2022-08-13T12:49:35 /usr/local/etc/rc.newwanipv6: No IP change detected for WAN[wan]
2022-08-13T12:56:09 /usr/local/etc/rc.newwanipv6: No IP change detected for WAN[wan]
2022-08-13T13:01:28 /usr/local/etc/rc.newwanipv6: No IP change detected for WAN[wan]
2022-08-13T13:09:59 /usr/local/etc/rc.newwanipv6: No IP change detected for WAN[wan]
Cheers Maurice
@maurice-w Promising, thanks a lot for testing. Could it be the address is still “tentative” which we ignore for service bind related reasons. Turning off DAD or excluding the tentative check in interfaces_primary_address6() should let us know if that is the case.
@fichtner You nailed it! It works when setting net.inet6.ip6.dad_count=0
.
How to solve this properly? Might be best to wait until DAD is completed.
@maurice-w might this also be an issue for https://github.com/opnsense/core/issues/5946 ?
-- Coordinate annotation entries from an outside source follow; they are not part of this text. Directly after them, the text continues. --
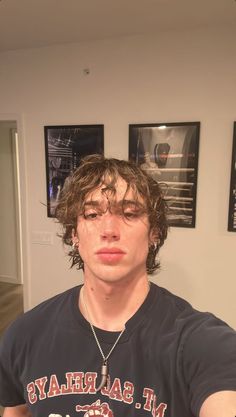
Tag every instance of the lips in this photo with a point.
(110, 255)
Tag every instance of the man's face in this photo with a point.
(113, 234)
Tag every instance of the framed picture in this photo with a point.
(169, 153)
(232, 195)
(64, 148)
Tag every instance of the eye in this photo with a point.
(90, 215)
(131, 214)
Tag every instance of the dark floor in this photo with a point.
(11, 305)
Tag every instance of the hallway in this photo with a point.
(11, 304)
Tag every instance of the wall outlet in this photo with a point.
(42, 238)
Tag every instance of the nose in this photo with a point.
(110, 230)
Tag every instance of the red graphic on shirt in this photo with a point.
(95, 409)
We have no means to listen for tentative removal so it needs to be worked around somehow. Either by polling or a fixed delay or just using the tentative one here... none seem to be pretty nice. I need to think about it.
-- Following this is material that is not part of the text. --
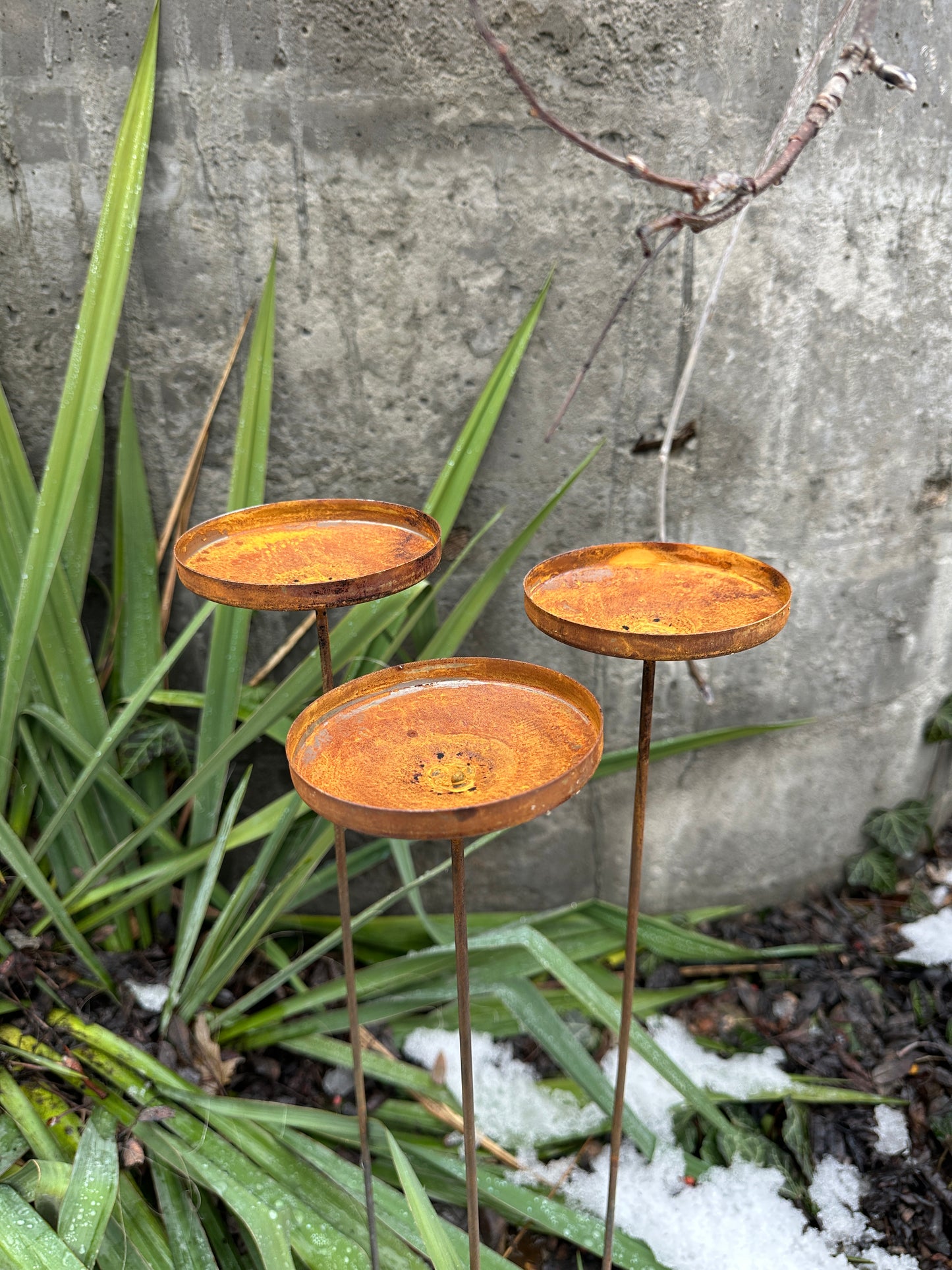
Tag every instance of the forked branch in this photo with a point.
(719, 196)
@fichtner I don't think #5946 is caused by a tentative interface address. The main issue there is that the _routerv6 file doesn't get created, which should happen before rc.newwanipv6 is invoked. I'm pretty sure rtsold doesn't properly bind to IPv6-only interfaces after a reboot for some reason.
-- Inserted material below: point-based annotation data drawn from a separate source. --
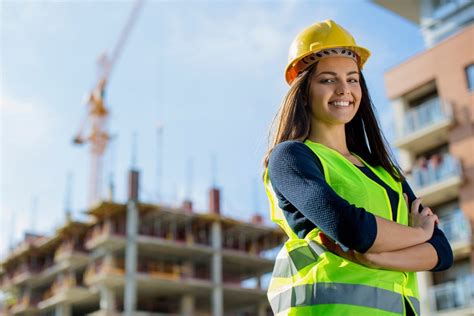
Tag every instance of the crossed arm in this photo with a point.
(374, 241)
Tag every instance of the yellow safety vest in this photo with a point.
(309, 280)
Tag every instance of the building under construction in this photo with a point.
(143, 259)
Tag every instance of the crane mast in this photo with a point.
(97, 116)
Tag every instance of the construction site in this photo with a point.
(149, 259)
(157, 260)
(138, 258)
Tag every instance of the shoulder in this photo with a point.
(293, 155)
(290, 149)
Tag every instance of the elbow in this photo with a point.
(445, 257)
(360, 237)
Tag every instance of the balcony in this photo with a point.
(454, 298)
(109, 235)
(425, 126)
(152, 276)
(70, 255)
(25, 305)
(458, 231)
(66, 290)
(436, 180)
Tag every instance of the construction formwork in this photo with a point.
(186, 264)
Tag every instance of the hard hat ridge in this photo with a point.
(322, 38)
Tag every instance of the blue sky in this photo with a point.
(209, 72)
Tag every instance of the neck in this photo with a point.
(332, 136)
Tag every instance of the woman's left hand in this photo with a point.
(367, 259)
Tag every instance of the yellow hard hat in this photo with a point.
(316, 38)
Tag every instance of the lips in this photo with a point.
(341, 103)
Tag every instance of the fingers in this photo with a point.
(426, 211)
(415, 206)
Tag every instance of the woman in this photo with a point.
(338, 195)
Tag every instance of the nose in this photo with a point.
(342, 89)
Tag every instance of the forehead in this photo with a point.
(336, 64)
A delay would be best. If I understand RFC 4862 correctly, DAD is completed DupAddrDetectTransmits * RetransTimer milliseconds after sending the initial Neighbor Solicitation. The defaults for these values are 1 * 1000 ms. They can be changed by tunables or Router Advertisements, but simply waiting 1 second before we invoke rc.newwanipv6 here might be okay: https://github.com/opnsense/core/blob/c9bdc3d16245c89f04072e7c3cafb178746634f7/src/opnsense/scripts/interfaces/rtsold_resolvconf.sh#L73
@maurice-w making the sleep local to rtsold script is a great idea... 7627802 is how FreeBSD deals with this.
@fichtner Ah, interesting. Assume a static RetransTimer of 1000 ms, use the actually configured number of Neighbor Solicitations and add 1 second just to make sure. Seems pragmatic. I'll test this, but might take a while since I dump & spin up my test VMs frequently and have lost track of all the patches again... 😳
most of patches should be in master, no?
@fichtner You're right, I forgot about opnsense-code
. Now on 23.1.a_101 and 7627802 did the trick! We're getting there. :-)
One more slight issue:
/usr/local/etc/rc.newwanipv6: The command '/sbin/route add -host -'inet6' '2001:db8:abc::1' 'fe80::215:5dff:fed2:761d%hn1:slaac'' returned exit code '71', the output was 'route: fe80::215:5dff:fed2:761d%hn1:slaac: Name does not resolve'
2001:db8:abc::1
is the nameserver from /tmp/hn1:slaac_nameserverv6
(advertised by the upstream router). Need to get rid of the :slaac
suffix when adding this route.
[edit] "Allow DNS server list to be overridden by DHCP/PPP on WAN" was enabled in this test. [/edit]
Cheers Maurice
@maurice-w nice catch, 29e6e12d7c6a deals with that (it's the only function where this is currently an issue since it reads the flat files given by ifctl)
I suppose this is taken care of now.